Kirchner ordenó fusionar al FPV con el PJ. El montaje del acto del 25 de mayo y el escenario reeleccionista aceleraron el engorde kirchnerista.
Una consecuencia natural de este proceso de cooptación es la corrupción y descomposición creciente de los aparatos. El “Bahía-gate” golpea al intendente Lópes, un hombre de Solá, acusado de coimas y fraudes. En Mercedes, el oficialismo se dividió entre felipistas y kirchneristas, y ha estalló un escándalo de corrupción que compromete al 90% de los consejeros escolares. En Junín, el intendente radical Meoni (otro borocotizado por el gobierno nacional) tiene que rendir cuentas por unas obras en el centro de la ciudad, que presumiblemente fueron sobrefacturadas y realizadas con material precario.

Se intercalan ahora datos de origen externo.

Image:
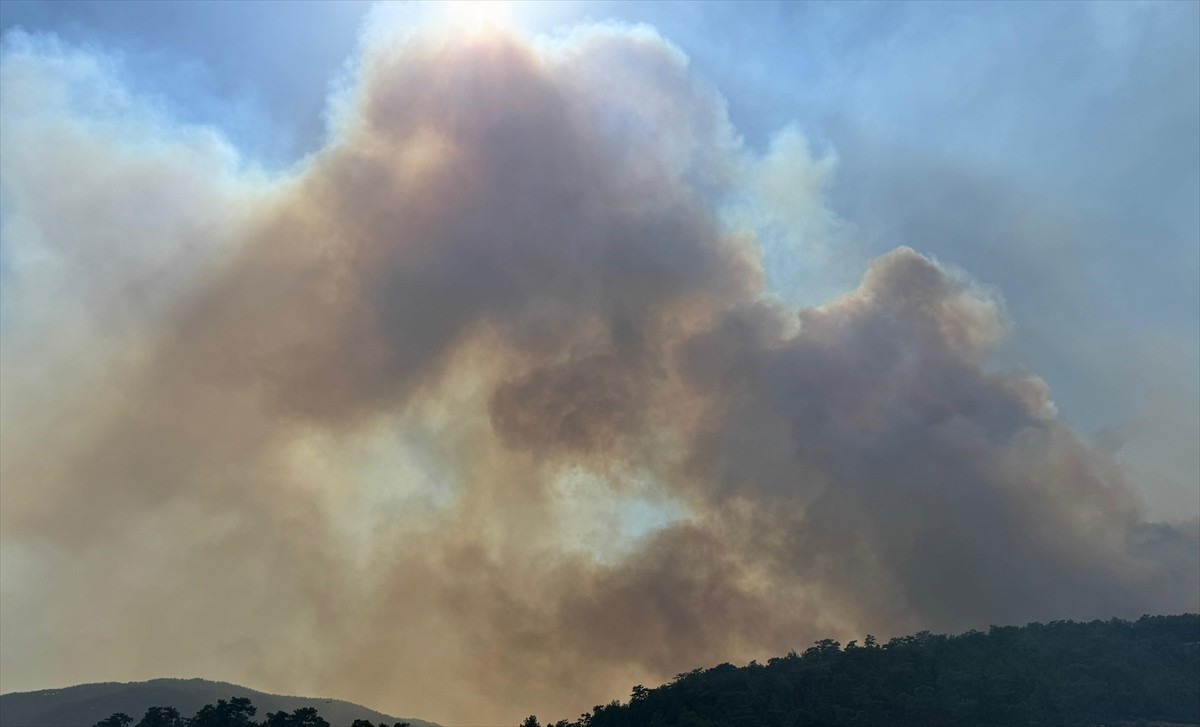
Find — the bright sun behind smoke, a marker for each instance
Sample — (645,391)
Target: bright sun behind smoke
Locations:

Otra consecuencia de la borocotización es la amenaza de división de la UCR. En Mar del Plata se reunieron treinta intendentes radicales, bajo la batuta del intendente Katz, que aprobaron (con la presencia del comité provincial) habilitar los frentes electorales por municipio. Katz, que suena como candidato a vicegobernador, encabeza el pelotón de intendentes radicales que buscan un frente electoral con el kirchnerismo. Todo esto está acelerando la disgregación de la UCR.
La oposición patronal está desarticulada. Levanta como bandera la “defensa del campo” y pretende prosperar a caballo de las convocatorias de la Sociedad Rural y la Carbap. Los límites de esta política son manifiestos porque, a pesar de los cacareos de la oligarquía, las ganancias son enormes y la clase capitalista de conjunto apoya al gobierno de Kirchner.
El Partido Obrero lucha por el salario, el trabajo y la vivienda, contra la degradación ambiental capitalista y por una alternativa obrera y socialista, para darle una expresión política a los trabajadores que luchan.